13 março 2008

A sala

Era uma sala muito engraçada. Tinha teto, tinha tudo. Tinha até uma pista de dança que era usada quando alguém queria soltar a franga.

Nessa sala, tinha um motoqueiro cabeludo e barbudo que fazia barulhos, ruídos, estalos e gemidos. Tinha também mais dois motoqueiros, um sem barba e sem muito cabelo, que morava num aquário gigante, e outro que você vai conhecer depois. Tinha a moça que botava ordem na casa e que fazia falta quando estava de férias. Ela adorava tomar sorvete. Tinha um bioconsciente vegetariano. Na verdade, tinha dois bioconscientes vegetarianos. Um com um relógio dentro do estômago, o outro com o dicionário da propaganda dentro da cabeça. Tinha também três pessoas que falavam francês: um motoqueiro temperamental, uma danificada tagarela e um que sempre sorria. Sempre.

Era uma sala muito engraçada, muito bizarra, com cada tipo estranho, engraçado e diferente. Era tanta loucura, que um moleque maloca maluco não agüentou, e fugiu pra outra sala, onde ele podia fazer mais arte. Pela sala também passaram um menino-peixe, que foi fisgado pela boca, e uma mulher cheia de idéias, que foi plantar as suas em um terreno seu.

Era uma sala muito engraçada que vai ficar longe no horizonte, que vai ficar na página que acabou de virar, que vai ficar na memória e no coração de todo maluco que passa por lá.

04 março 2008

Greta Maluca

Depois da morte do cientista maluco, Greta ficou sozinha em casa, sozinha no mundo. A mãe teve uma briga feia com seu pai quando ela tinha 7 anos. Sumiu e nunca mais deu notícias. De qualquer maneira, elas não se davam muito bem mesmo. Serena, mãe de Greta, só pensava em beber. E sabe-se lá o que ela fazia quando saía pra trabalhar à noite e só voltava quando Greta estava indo para a escola.

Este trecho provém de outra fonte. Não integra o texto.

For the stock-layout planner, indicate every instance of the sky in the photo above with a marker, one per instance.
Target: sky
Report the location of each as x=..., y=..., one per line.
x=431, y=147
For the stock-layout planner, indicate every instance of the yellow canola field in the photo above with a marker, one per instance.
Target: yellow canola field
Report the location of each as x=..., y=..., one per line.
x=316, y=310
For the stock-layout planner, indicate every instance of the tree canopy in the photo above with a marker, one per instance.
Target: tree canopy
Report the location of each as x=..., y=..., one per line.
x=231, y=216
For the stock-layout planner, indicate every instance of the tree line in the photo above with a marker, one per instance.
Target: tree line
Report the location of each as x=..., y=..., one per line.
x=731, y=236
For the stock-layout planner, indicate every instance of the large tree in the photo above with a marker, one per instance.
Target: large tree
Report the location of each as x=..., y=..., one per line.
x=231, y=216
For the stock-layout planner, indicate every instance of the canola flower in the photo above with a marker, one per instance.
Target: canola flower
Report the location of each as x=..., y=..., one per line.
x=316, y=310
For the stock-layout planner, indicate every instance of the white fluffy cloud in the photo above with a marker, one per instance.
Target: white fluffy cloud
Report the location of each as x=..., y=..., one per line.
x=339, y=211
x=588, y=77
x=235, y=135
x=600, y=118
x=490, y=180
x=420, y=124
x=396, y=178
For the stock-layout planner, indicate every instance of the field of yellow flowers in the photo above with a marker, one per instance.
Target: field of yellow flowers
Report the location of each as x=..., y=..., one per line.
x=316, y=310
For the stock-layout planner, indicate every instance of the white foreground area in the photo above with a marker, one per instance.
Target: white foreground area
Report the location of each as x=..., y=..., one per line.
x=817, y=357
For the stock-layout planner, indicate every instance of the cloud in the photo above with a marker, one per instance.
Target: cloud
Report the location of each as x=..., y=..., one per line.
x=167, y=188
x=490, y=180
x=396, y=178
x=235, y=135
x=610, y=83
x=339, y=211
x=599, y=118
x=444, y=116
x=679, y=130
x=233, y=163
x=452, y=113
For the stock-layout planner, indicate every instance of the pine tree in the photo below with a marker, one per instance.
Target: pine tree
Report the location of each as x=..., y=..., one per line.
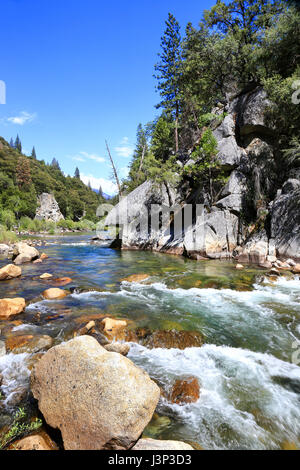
x=18, y=144
x=55, y=164
x=33, y=154
x=169, y=72
x=23, y=173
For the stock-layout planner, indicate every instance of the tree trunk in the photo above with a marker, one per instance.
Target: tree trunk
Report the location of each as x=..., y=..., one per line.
x=114, y=169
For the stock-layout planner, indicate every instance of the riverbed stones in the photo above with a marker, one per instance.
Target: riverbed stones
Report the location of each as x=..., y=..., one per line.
x=11, y=307
x=154, y=444
x=185, y=391
x=10, y=271
x=98, y=399
x=23, y=253
x=48, y=209
x=28, y=343
x=114, y=328
x=62, y=281
x=239, y=266
x=54, y=294
x=46, y=276
x=120, y=348
x=173, y=339
x=136, y=278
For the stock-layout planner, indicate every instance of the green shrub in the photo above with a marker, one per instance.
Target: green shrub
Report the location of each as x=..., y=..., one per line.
x=7, y=218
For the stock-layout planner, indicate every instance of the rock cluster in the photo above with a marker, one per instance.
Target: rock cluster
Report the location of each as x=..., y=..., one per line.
x=98, y=399
x=48, y=209
x=246, y=154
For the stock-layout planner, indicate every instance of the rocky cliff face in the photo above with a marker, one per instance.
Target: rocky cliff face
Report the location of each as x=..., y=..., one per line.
x=48, y=209
x=247, y=152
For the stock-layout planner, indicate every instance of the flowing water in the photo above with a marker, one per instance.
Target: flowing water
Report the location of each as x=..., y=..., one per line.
x=247, y=369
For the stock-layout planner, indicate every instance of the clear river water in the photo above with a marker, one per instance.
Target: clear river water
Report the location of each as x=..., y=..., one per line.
x=248, y=370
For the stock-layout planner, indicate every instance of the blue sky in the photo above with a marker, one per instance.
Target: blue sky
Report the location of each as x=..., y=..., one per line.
x=78, y=72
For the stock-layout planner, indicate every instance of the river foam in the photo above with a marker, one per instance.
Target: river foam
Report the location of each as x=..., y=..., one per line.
x=242, y=404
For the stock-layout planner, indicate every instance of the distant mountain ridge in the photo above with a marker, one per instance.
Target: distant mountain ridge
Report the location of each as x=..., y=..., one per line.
x=23, y=179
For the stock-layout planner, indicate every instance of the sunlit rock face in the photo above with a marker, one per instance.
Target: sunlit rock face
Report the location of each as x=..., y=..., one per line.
x=247, y=154
x=48, y=209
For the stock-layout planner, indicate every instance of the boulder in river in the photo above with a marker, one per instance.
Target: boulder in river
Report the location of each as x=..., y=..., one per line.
x=185, y=391
x=121, y=348
x=98, y=399
x=40, y=441
x=173, y=339
x=136, y=278
x=112, y=327
x=54, y=293
x=11, y=307
x=23, y=253
x=10, y=272
x=62, y=281
x=154, y=444
x=46, y=276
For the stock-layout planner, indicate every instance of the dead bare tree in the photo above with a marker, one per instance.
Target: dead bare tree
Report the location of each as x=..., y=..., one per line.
x=114, y=169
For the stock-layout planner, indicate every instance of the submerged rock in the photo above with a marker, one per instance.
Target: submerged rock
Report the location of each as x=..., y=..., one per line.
x=39, y=441
x=185, y=391
x=11, y=307
x=10, y=272
x=154, y=444
x=173, y=339
x=54, y=293
x=121, y=348
x=136, y=278
x=28, y=343
x=62, y=281
x=98, y=399
x=46, y=276
x=114, y=328
x=23, y=253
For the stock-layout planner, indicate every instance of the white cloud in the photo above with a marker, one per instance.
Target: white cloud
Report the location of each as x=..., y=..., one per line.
x=22, y=119
x=125, y=149
x=124, y=172
x=92, y=156
x=107, y=186
x=78, y=159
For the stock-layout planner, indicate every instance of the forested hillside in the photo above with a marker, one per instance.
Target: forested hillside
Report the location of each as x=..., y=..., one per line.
x=239, y=46
x=227, y=136
x=23, y=179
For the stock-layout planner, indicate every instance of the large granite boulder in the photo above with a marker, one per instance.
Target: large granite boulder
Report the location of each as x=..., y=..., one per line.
x=98, y=399
x=250, y=111
x=24, y=253
x=10, y=272
x=285, y=220
x=233, y=194
x=48, y=209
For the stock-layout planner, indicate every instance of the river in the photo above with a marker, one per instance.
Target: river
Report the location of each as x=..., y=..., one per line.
x=249, y=385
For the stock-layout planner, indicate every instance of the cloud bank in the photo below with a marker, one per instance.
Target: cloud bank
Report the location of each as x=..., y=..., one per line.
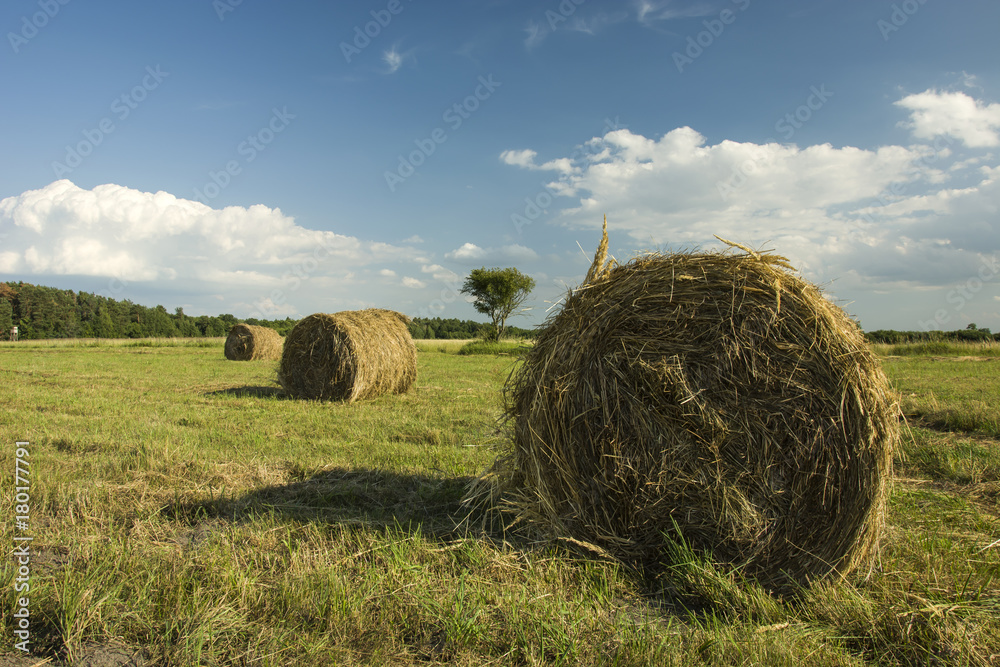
x=908, y=217
x=257, y=256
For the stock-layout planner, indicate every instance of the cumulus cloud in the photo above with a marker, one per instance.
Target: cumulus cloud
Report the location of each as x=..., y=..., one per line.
x=953, y=114
x=413, y=283
x=879, y=218
x=134, y=237
x=470, y=253
x=394, y=59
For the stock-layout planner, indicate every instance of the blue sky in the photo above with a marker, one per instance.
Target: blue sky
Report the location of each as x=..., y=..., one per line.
x=278, y=159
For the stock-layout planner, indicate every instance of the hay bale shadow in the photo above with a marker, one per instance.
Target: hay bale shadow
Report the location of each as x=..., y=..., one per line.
x=373, y=498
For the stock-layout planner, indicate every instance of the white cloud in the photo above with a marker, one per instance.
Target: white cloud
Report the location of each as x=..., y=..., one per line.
x=439, y=272
x=470, y=253
x=953, y=114
x=882, y=218
x=650, y=12
x=133, y=237
x=536, y=34
x=394, y=58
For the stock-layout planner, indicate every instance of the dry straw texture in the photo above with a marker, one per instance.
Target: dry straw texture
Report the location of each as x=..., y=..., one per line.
x=247, y=342
x=349, y=356
x=714, y=394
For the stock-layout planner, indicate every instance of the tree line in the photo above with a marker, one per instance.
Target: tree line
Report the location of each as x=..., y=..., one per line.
x=48, y=312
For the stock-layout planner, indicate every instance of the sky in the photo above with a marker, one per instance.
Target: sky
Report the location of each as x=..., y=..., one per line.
x=273, y=160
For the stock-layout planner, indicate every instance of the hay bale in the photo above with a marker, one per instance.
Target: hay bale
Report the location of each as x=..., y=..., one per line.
x=714, y=394
x=247, y=342
x=349, y=356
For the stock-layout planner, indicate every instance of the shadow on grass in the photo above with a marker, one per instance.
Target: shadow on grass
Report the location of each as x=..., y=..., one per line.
x=250, y=392
x=373, y=498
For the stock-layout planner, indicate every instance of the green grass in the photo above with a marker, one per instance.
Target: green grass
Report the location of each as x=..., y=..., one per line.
x=939, y=348
x=949, y=393
x=508, y=347
x=181, y=506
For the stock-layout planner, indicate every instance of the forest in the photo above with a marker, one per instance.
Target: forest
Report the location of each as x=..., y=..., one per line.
x=48, y=312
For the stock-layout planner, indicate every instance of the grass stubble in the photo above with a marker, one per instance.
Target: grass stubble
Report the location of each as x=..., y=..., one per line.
x=187, y=513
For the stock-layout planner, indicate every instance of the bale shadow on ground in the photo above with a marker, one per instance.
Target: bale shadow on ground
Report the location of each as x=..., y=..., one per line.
x=369, y=497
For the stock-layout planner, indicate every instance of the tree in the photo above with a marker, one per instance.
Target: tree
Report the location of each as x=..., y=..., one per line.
x=498, y=293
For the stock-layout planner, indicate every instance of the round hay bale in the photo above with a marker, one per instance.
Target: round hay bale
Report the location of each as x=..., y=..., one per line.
x=715, y=394
x=248, y=342
x=349, y=356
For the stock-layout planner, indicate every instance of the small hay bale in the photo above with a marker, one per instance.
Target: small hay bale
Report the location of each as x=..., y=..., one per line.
x=349, y=356
x=714, y=394
x=248, y=342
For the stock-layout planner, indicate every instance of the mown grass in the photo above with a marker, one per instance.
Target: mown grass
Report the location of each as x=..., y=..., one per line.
x=958, y=393
x=507, y=347
x=939, y=348
x=181, y=506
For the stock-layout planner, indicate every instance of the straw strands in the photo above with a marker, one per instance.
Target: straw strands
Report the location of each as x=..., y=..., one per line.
x=349, y=356
x=716, y=395
x=247, y=342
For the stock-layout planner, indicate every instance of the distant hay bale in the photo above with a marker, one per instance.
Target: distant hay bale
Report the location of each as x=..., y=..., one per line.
x=713, y=394
x=247, y=342
x=349, y=356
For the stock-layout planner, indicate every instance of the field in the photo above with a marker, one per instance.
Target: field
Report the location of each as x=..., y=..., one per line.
x=183, y=512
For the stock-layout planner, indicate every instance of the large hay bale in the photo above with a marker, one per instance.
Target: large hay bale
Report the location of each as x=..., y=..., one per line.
x=716, y=394
x=248, y=342
x=349, y=356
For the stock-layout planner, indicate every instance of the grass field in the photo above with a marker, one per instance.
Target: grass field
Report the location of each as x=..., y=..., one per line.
x=185, y=513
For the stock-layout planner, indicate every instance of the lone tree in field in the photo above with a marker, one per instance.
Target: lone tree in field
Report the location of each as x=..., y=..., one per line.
x=498, y=293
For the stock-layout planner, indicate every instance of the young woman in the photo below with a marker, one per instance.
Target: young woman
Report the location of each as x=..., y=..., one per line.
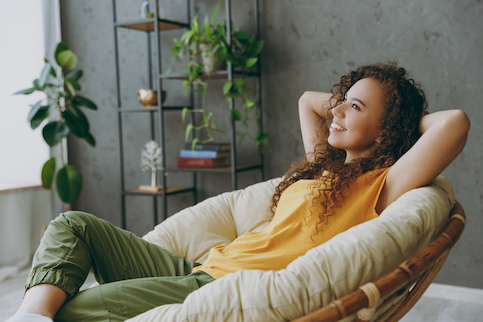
x=366, y=145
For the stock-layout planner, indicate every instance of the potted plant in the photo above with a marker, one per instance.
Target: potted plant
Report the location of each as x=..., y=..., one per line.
x=61, y=113
x=210, y=41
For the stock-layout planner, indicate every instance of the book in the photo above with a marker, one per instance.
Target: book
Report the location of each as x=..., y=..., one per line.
x=201, y=163
x=205, y=154
x=212, y=146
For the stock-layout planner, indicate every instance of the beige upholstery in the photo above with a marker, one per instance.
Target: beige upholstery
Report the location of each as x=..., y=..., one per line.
x=331, y=270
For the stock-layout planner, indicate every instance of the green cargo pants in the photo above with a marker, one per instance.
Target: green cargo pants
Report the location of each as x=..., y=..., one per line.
x=134, y=275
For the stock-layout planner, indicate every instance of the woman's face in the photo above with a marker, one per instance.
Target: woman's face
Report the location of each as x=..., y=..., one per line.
x=356, y=124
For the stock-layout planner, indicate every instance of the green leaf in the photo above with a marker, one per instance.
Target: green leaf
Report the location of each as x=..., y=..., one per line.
x=207, y=118
x=185, y=85
x=183, y=113
x=26, y=91
x=61, y=46
x=83, y=101
x=189, y=127
x=67, y=59
x=36, y=85
x=76, y=121
x=236, y=114
x=34, y=110
x=206, y=28
x=249, y=104
x=70, y=87
x=54, y=132
x=47, y=175
x=227, y=86
x=69, y=183
x=250, y=62
x=44, y=75
x=42, y=113
x=242, y=138
x=90, y=139
x=73, y=77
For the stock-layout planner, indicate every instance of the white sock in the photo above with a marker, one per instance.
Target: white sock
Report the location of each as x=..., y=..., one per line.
x=29, y=317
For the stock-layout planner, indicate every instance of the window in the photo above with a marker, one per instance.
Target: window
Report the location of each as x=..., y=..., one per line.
x=22, y=150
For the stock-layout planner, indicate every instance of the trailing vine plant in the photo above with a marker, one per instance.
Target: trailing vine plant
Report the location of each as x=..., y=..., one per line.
x=243, y=54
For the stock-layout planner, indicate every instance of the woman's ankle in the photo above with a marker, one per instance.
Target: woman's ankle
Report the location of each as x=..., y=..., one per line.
x=29, y=317
x=44, y=300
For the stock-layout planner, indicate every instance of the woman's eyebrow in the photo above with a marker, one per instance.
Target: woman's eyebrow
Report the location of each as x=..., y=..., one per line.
x=356, y=99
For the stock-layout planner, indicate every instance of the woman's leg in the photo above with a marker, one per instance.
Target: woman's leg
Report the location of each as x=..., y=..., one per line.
x=75, y=241
x=118, y=301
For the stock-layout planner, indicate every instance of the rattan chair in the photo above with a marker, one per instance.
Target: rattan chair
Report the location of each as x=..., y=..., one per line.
x=391, y=296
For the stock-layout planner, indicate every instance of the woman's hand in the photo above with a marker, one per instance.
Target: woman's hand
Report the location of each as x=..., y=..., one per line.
x=443, y=137
x=314, y=110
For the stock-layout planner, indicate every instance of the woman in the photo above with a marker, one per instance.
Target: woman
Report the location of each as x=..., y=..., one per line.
x=367, y=155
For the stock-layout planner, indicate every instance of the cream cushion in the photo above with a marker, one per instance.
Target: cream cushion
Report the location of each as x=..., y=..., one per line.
x=331, y=270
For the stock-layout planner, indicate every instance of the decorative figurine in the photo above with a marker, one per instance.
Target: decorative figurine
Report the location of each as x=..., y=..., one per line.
x=151, y=161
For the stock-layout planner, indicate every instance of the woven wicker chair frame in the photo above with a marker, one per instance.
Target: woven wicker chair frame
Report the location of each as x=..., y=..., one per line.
x=391, y=296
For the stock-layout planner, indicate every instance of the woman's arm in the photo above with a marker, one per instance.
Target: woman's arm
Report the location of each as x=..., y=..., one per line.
x=443, y=137
x=314, y=110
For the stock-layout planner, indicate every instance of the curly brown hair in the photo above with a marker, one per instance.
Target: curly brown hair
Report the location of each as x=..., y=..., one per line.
x=404, y=105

A infância não foi fácil. Apesar de ser o xodó do papai, uma presença feminina sempre fez falta. Seu pai não tinha muito tempo pra lhe dar atenção. Ele voltava de seu emprego na fábrica de sabão e ia direto para o sótão. Quando pequena, Greta nunca subia lá. Seu pai raramente deixava. Mas, ela não se importava muito. Aquilo tinha cheiro de coisa estranha. Cheiros que ela nunca havia sentido antes.

Mas agora, ela estava velha. Velha e sozinha. Perdeu dois dedos em uma experiência do pai. E ficou com cicatrizes no rosto depois de uma pequena explosão no "laboratório". Ninguém a quis. Pobre Greta. De feia virou ranzinza. E aí, a menor possibilidade de encontrar alguém se extinguiu.

Adolescente, acompanhava as experiências do pai pelo buraco da fechadura. Com o tempo, conseguiu permissão dele para observar mais de perto. Aos 20, começou a participar das maluquices daquele cientista maluco que era seu pai.

Acabou trabalhando a vida toda na mesma fábrica de sabão onde ele havia sido funcionário. Em 2 anos, ela se aposentaria. Mas, com a morte do pai, a pobre Greta entrou em depressão e abandonou o emprego.

Velha, sozinha, feia e ranzinza. Não tinha nada na vida. Seus únicos amigos eram os 10 gatos de diversas raças, um pastor alemão e o ratinho Stuart. Greta precisava de mais do que isso. Precisava de mais atenção e carinho. Queria seu pai de volta.

O cérebro estava congelado no freezer da cozinha. Ela só precisaria disso. Preparou o laboratório, separou dois gatos e o velho pastor alemão. Dois pequenos mais um velho e um cérebro dá o quê? Um pai com três corações. Muito carinhoso e fofinho, com seu pêlo macio.

Ele articulava palavras com uma certa dificuldade. Não conseguia mais fazer experiências, mas dava muitos conselhos a Greta. Ela voltou a trabalhar. Enquanto estava fora, seu pai limpava a casa.

Quando o coração do cachorro parou de bater, Greta trocou pelo de um vira-lata que estava passando pela rua. E ela ainda tinha 8 gatos espalhados pela casa.